3. Check for any property with a type of string that
""")
revise_graphql_chain = revise_graphql_prompt | temp_llm | StrOutputParser()

revised = revise_graphql_chain.invoke({"schema": gql, "json": dumps(dicts[2])})

display(Markdown(revised))

Based on the provided JSON schema, I will perform the following steps:

**Step 1: Check for missing properties and append them to the schema**

After reviewing the JSON schema, I noticed that there are no explicit date-related properties defined. To ensure accuracy, I will add a `date` property to each type that requires it.

* `CricketMatch`: Add a `date` property with type `Date!`.
* `Over`: Add a `date` property with type `Date!`.
* `Delivery`: Add a `date` property with type `Date!`.
* `RunInfo`: No date-related properties are required.
* `Wicket`: No date-related properties are required.

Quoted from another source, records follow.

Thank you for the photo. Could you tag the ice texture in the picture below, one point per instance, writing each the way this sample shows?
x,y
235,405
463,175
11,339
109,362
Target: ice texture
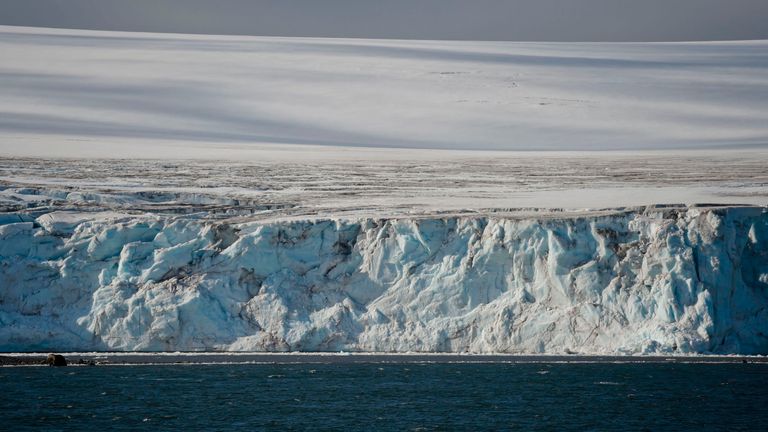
x,y
643,280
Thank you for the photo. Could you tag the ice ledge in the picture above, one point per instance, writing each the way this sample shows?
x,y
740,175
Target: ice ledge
x,y
659,279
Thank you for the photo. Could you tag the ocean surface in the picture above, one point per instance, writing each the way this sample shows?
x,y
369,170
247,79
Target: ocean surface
x,y
387,396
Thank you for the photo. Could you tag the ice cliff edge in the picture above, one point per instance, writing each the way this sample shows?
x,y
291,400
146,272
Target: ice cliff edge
x,y
650,280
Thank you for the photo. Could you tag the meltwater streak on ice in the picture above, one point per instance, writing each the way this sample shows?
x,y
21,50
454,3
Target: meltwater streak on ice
x,y
678,280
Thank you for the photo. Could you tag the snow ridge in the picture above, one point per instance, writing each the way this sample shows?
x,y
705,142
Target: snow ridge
x,y
649,280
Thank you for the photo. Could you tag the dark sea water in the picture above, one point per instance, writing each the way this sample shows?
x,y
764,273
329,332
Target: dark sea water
x,y
375,396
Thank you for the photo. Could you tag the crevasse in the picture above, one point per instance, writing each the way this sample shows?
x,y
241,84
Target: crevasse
x,y
648,280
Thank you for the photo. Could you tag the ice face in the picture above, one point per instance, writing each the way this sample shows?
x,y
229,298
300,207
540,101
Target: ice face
x,y
651,280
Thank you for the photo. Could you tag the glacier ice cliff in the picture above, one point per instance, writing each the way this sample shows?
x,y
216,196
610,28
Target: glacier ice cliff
x,y
644,280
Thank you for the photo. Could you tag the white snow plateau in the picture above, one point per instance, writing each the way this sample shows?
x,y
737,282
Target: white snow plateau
x,y
211,193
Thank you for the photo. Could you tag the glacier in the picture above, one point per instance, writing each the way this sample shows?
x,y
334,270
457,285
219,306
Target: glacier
x,y
651,279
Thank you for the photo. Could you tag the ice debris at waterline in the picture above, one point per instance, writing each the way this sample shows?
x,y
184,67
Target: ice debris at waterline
x,y
647,280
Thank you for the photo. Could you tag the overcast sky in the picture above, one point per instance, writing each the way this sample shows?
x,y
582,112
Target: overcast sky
x,y
545,20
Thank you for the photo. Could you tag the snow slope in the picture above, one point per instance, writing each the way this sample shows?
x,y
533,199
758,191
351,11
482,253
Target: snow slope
x,y
85,93
648,280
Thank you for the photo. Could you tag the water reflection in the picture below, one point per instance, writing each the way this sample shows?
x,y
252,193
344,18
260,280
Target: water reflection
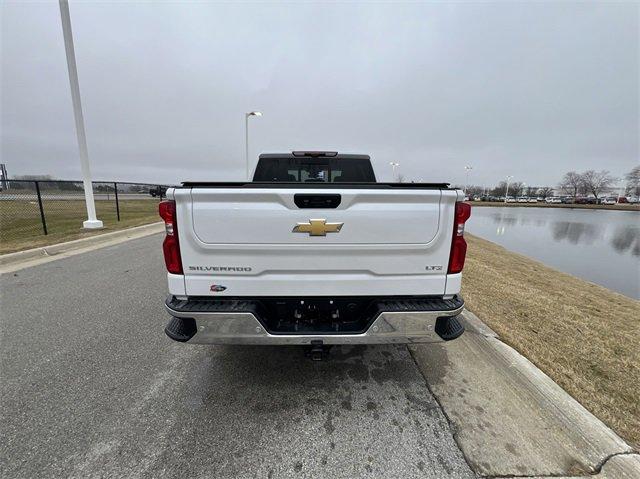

Here's the updated GraphQL schema:
```graphql
type CricketMatch {
  overs: [Over]
  date: Date!
}

type Over {
  over: Int!
  deliveries: [Delivery]
  date: Date!
}

type Delivery {
  batter: String!
  bowler: String!
  nonStriker: String!
  runs: RunInfo!
  date: Date!
}

type RunInfo {
  batter: Int
  extras: Int
  total: Int
}

type Wicket {
  kind: String!
  playerOut: String!
}

input CricketMatchInput {
  overs: [OverInput]
}

type CricketMatchResult {
  wickets: [Wicket]
}
```
**Step 2: Check the property keys for nouns and verbs and ensure that these are updated to be types**

After reviewing the JSON schema, I noticed that some property keys are not properly defined as types. Here's the corrected GraphQL schema:

* `CricketMatch`: Update `overs` to be an array of `Over` objects.
* `Over`: Update `deliveries` to be an array of `Delivery` objects.
* `Delivery`: Update `runs` to be a `RunInfo` object.

Here's the updated GraphQL schema:
```graphql
type CricketMatch {
  overs: [Over]
}

type Over {
  over: Int!
  deliveries: [Delivery]
}

type Delivery {
  batter: String!
  bowler: String!
  nonStriker: String!
  runs: RunInfo!
}

type RunInfo {
  batter: Int
  extras: Int
  total: Int
}

type Wicket {
  kind: String!
  playerOut: String!
}

input CricketMatchInput {
  overs: [OverInput]
}

type CricketMatchResult {
  wickets: [Wicket]
}
```
The updated GraphQL schema should now accurately reflect the JSON schema.